Artist Statement

Chandeliers

Many of my processes are intended to be both destructive and constructive.  This relates to my ideas of what a human body goes through in its processes.  I have done work that lets me witness decomposition first hand and the subsequent regrowth becomes the focus.  The re-growth of the salt crystals after their previous form has been destroyed is a balance to the destruction that the salt causes. 

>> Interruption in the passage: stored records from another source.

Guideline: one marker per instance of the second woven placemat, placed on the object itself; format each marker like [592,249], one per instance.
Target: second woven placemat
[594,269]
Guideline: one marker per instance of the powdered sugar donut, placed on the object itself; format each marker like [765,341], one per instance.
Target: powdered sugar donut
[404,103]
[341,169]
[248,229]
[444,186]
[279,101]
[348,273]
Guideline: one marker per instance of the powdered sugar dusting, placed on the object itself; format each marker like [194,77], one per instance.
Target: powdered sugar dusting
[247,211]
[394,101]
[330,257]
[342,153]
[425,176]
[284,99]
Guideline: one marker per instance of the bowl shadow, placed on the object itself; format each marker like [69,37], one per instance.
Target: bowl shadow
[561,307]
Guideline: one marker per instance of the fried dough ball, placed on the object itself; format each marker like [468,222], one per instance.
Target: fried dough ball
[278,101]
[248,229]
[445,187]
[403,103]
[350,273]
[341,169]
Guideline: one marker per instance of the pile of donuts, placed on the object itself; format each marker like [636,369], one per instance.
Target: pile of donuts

             I came across ceramics late in my art education.  I fell in love with the nature of the material being grounded in sheer manual manipulation. It also has a long history rooted in many different areas, from very practical and functional objects, to architectural forms, to ideas of sheer extravagance like porcelains. The clay was a great fit for a symbiotic relationship with the salt.   The salt is applied to the ceramic material and breaks down the clay body from the inside out; much like cancer does to a human.  The clay can also be a vehicle for new growth.  Salt can permeate the entire clay body and pass through, causing the salt to change its crystalline make up.  The salt that passes through the clay is thus transformed by the experience.  The clay also has multiple variations, which produce different results.  Bisque ware and green ware form different bases for growth and decay.  The bisque ware is very strong at first but over a long period of time, the body slowly breaks down and flakes away.  The unfired clay is much quicker with its changes.  Drying and cracking happens suddenly and the clay is ravaged in a much more abrupt way.  Soaking from the inside out is a process that is very useful in my endeavors. After building a base of knowledge of my materials, I sought to add more layers to the content to give the viewer and myself more to dive into. Using the ceramic as a base for the salt to process much like death processes a body, I built objects that are living and dying at the same time.  The form of the objects then became more important as a tool to not only bring the viewer in to witness the stages of change, but to give a secondary stream of content to the process.

I believed the first chandelier to be successful in some ways, but fail in many others.  The object was too much like a familiar chandelier.  Since I was more interested in processes of the body changing and not a chandelier decaying, I started to make the next object less like a chandelier, and more like a body part.  In the next pieces of work, chandelier arms reaching out into space seemed more like outstretched fingers or appendages seeking life or giving in to the process of death.  With each passing object the form of the ceramic understructure became more and more organic and flowing.  Crystals and glass give way to entrails of salt stockings and burn marks in the salt.  Symmetry gives way to heavy swollen ends of torso or bits of fingernails.

White gave way to spills of color alluding to red blood, blue veins and yellow bile.  Urine, dead skin, flaking, ripping, bursting.  Arms reaching out but not moving.   The salt is body and the body is salt.